This paper makes 3 contributions to stock price predict

:

  1. learn both from text data and relational data
  2. incorporate an unlimited number of relational graphs into the structure
  3. take temporal patterns of the news into account instead of learning from only one news at a time.

2. problem formulation

  • the paper formulates the stock movement prediction as a binary classification.

given a universe of stocks $S$, for s stock $s \in S$, he defines its return $r_s $ between $t$ and $t + \Delta t$ as : \(r_{s,t} = \frac{P_{s,t+\Delta t}}{P_{s,t}} - \frac{P_{m,t+\Delta t}}{P_{m,t}}\) $s$ is specific stock, $m$ is the market index.

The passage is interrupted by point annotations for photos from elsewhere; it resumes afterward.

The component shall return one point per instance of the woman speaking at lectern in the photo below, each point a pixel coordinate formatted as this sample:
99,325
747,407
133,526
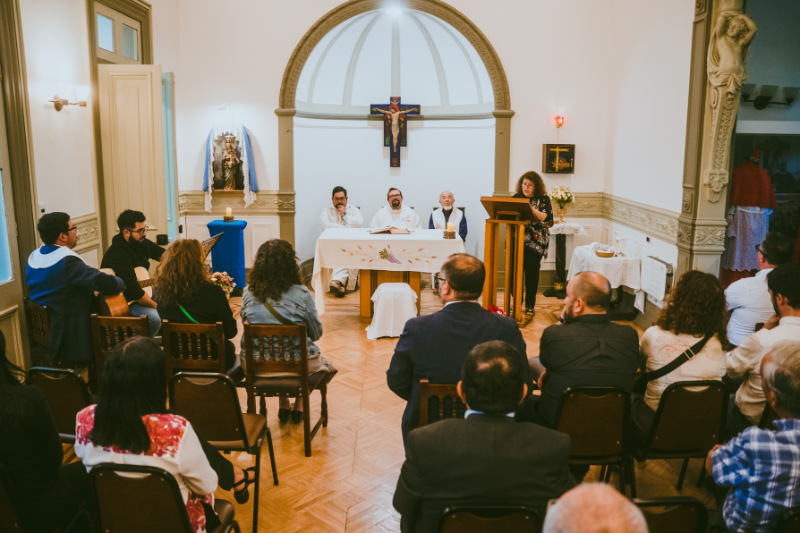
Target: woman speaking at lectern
537,233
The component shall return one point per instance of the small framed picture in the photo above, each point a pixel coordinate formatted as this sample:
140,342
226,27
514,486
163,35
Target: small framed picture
558,158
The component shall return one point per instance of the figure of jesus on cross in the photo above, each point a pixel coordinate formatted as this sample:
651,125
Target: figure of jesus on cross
394,126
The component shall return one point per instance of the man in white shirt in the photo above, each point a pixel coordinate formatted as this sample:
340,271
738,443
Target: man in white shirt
341,215
745,361
748,298
395,214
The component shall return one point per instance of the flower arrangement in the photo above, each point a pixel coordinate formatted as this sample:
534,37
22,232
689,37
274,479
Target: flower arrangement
562,196
222,279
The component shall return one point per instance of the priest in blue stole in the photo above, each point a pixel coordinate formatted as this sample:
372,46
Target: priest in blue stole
59,279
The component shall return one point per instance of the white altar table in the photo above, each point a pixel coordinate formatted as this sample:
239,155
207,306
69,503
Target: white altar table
423,250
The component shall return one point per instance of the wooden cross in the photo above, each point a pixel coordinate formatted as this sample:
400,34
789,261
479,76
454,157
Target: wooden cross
394,125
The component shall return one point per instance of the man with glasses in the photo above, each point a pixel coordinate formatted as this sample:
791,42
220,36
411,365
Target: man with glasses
396,214
130,248
748,299
60,280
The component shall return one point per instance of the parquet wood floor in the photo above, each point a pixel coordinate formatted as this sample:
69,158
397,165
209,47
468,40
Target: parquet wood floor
348,483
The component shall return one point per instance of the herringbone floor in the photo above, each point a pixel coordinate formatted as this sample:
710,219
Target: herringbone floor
348,483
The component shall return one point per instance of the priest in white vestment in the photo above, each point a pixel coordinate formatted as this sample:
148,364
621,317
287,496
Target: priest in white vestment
341,215
396,214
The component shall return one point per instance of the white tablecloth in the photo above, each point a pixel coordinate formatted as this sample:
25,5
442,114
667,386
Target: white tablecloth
625,270
424,250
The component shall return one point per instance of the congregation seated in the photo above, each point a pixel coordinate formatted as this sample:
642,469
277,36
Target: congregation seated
130,424
761,467
131,248
185,294
594,508
31,453
434,347
59,279
275,295
746,408
486,458
694,313
748,299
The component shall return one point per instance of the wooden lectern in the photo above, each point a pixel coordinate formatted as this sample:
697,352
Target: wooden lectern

with the $r$ above , we define classification problem, \(Y_{s,t} = \begin{cases} {1, ~r_{s,t}>0} \\ {0, ~r_{s,t}\leq 0} \end{cases}\)

  • Traditional single stock movement prediction is described as, \(\hat{Y_{s,t}} = f({E_{s,t}}^T , \theta)\) where ${E_{s,t}}^T$ denotes all the news for stock $s$ between t-T and t and $ \theta$ denotes the trainable parameters

The authors suggests more elaborate prediction, \(\hat{Y_{s,t}} = f([{E_{1,t}}^T, {E_{2,t}}^T, \cdots ,{E_{n,t}}^T] ,[G_1 , \cdots ,G_g], \theta)\)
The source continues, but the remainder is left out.